The tanks were, by and large, fought back by rebel forces in Benghazi, with some captured, and those further out in the open desert were finally bombed, by various forces. Anti-aircraft and other defence facilities in Tripoli were also hit, from submarine missiles, and there were reports of government buildings being hit, and one of Gaddafi’s compounds. There were almost certainly civilian casualties.
The whole operation — largely involving the US, with smaller roles played by the British, French and Lebanese air forces — quickly became mired in confusion, as some of the Arab signatories to resolution 1973, Qatar principally, piped up and said that it hadn’t agreed to any ground strikes, merely to the imposition of an no-fly zone. Turkey refused to authorise the full establishment of the no-fly zone. Slick it wasn’t.
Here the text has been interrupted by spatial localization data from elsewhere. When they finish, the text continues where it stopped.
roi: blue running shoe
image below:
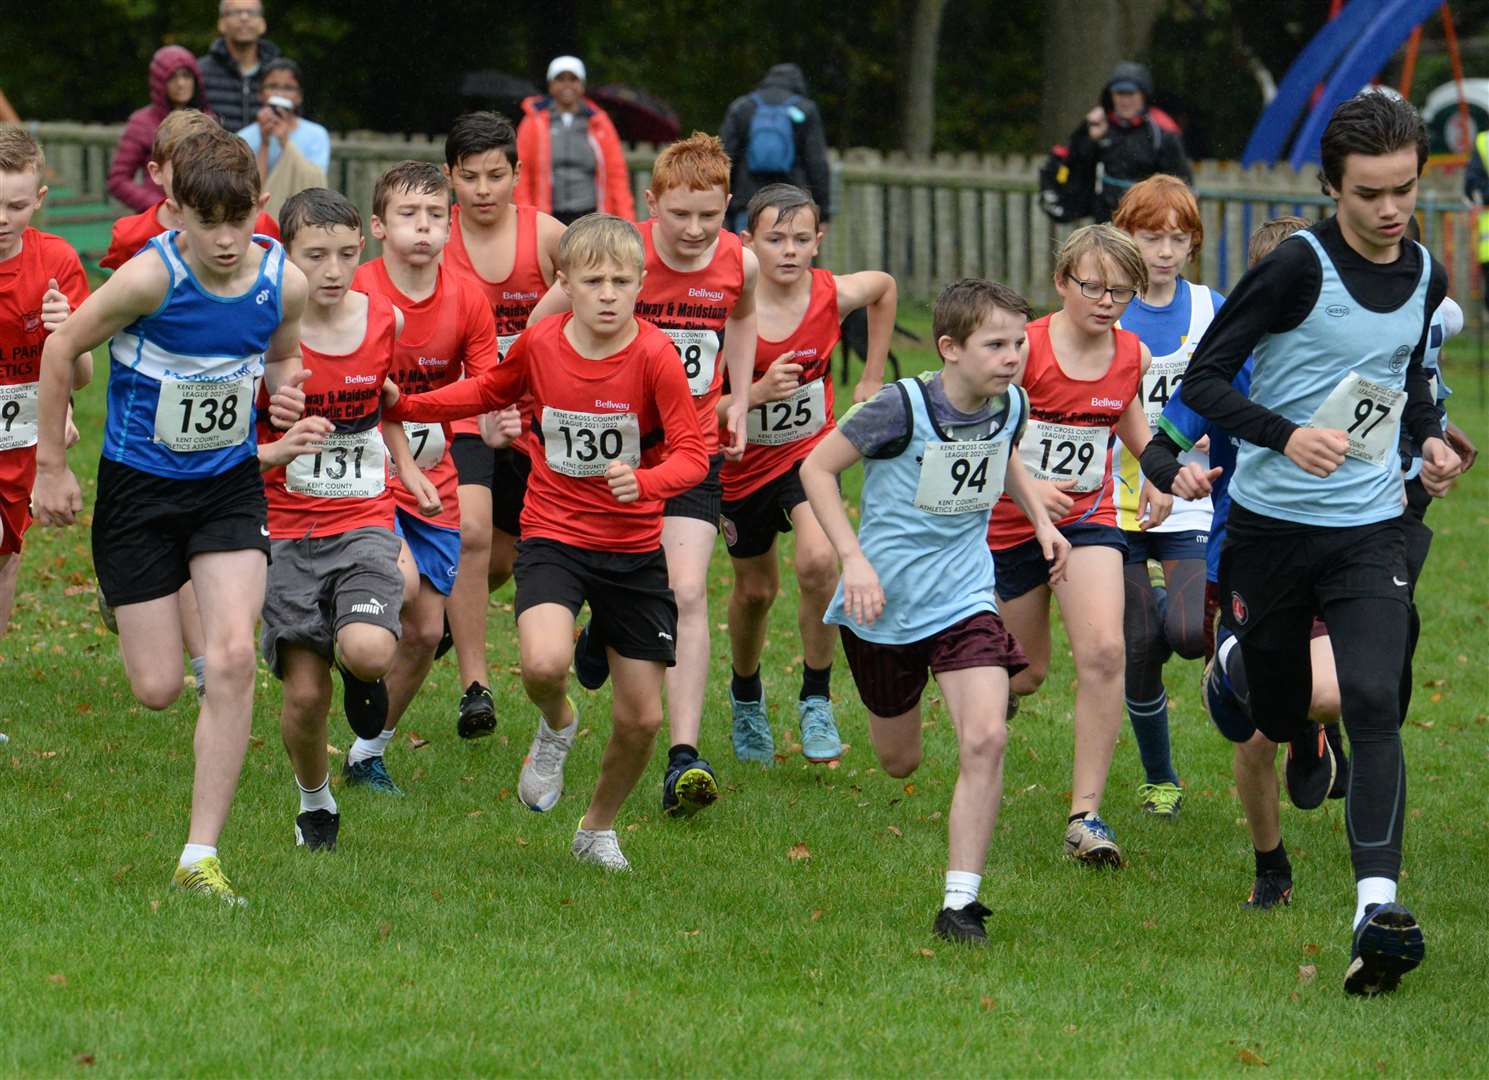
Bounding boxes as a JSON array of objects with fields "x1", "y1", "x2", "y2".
[
  {"x1": 798, "y1": 696, "x2": 842, "y2": 763},
  {"x1": 573, "y1": 622, "x2": 610, "y2": 691},
  {"x1": 1200, "y1": 651, "x2": 1253, "y2": 743},
  {"x1": 1063, "y1": 813, "x2": 1122, "y2": 867},
  {"x1": 342, "y1": 755, "x2": 405, "y2": 797},
  {"x1": 731, "y1": 692, "x2": 774, "y2": 765},
  {"x1": 662, "y1": 756, "x2": 719, "y2": 816},
  {"x1": 1345, "y1": 902, "x2": 1425, "y2": 996}
]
Nevertheless, it seems reasonable to surmise that an all-out assault on Benghazi was averted, and that the rebels were able to consolidate their position. Quite aside from averting what would most likely have been an appallingly bloody takeover of a rebel city, the attacks have also given the rebel forces a chance to consolidate and regroup. That may well prove to be decisive in the God knows how long to come.
Had some sort of decisive supporting attack come earlier, it may well have allowed the revolution to spread rapidly, and reach the western part of the country. There was no chance of that happening multilaterally, but it might have been hoped that Nicolas Sarkozy could have been pushed, through appeals to vanity, electoral desperation, residual anti-Americanism, possibly genuine notions of French republicanism, and the flattering attentions of Bernard-Henri Levy to strike first and fast.
Quite aside from conferring some military advantage, the crazed unilateral nature of the act would have put the irrelevant question of international law well and truly to one side.
Now, this late and confused action may well have exactly the effect critics charge it with — split the country in two, create an unsustainable stalemate, turn the eastern part into a client of Western nations, etc.
Ultimately all of that may happen, but it still does not even slightly discredit the correctness of the action, or more exactly, of arguing for it from the left. At every level, from the ground up, to the transitional council, there was a strongly expressed desire for international military support.
That cannot seriously be doubted now, and voices raised against it in eastern Libya were clearly in a minority. With a genuinely radical uprising under way, and a request from it for solidarity and assistance, the only possible radical and moral act was to accede to it, and make good on notions of solidarity professed for years and decades.
This latest military engagement has, to be sure, refashioned the politics of military involvement in sovereign countries afresh. The four “camps” (pro/anti war x right/left) were further shattered and recombined. If nothing else, it may have put the old ghost of “guilt by association” to rest once and for all — all weekend on the UK rolling news, right-wing commentators came out against Libyan involvement in language virtually identical to that being used by the Stop the War Coalition — who could in any case draw little broader support, with many of the new student, etc, left grouped around the “anti-cuts” campaign appearing to be in favour of military action, tacitly or otherwise.
The anti-war/anti-imperialist left did not cover itself in glory in this debate — indeed it was riven with debate about what to do when an actual revolution calls upon you to help in a way that you don’t want to, i.e. by support of imperial powers. There were various ways to try and wiggle out of that conundrum, the most discreditable of which was to falsify the situation, with arguments ranging from the demonstrably wrong (“the rebels don’t want our involvement”), to the surreal (“the rebels are winning! The West will simply hold them back!”)
There were a few challenging arguments, most particularly as to whether the West had made the process something that was “all about us”, something that was certainly in evidence in the renewed discussion of humanitarian blah blah blah “our boys” in the newspapers. But ultimately the Libyan rebels, the Libyan people, had made it about us, at least in part, when they had asked for our help in very specific terms.
White people who had spent the past decade wearing keffiyehs suddenly found 19 different reasons why the couldn’t do the one thing that was being asked of them at a time when it really mattered, an act that had to be wrapped up in increasingly archaic and metaphysical theories of imperialism, to render them palatable.
For anyone who though that Libya was one of those rare opportunities where there was a chance to find real solidarity with a people rising up, the refusal of it for reasons of allegedly superior wisdom had the feeling of a final act. There was something utterly bizarre about Stop the War Campaign and the SWP marching against the military action, as an actual rebel city erupted in relief and joy and renewed determination upon its announcement. But, no doubt, this engagement will make fools of us all in the end.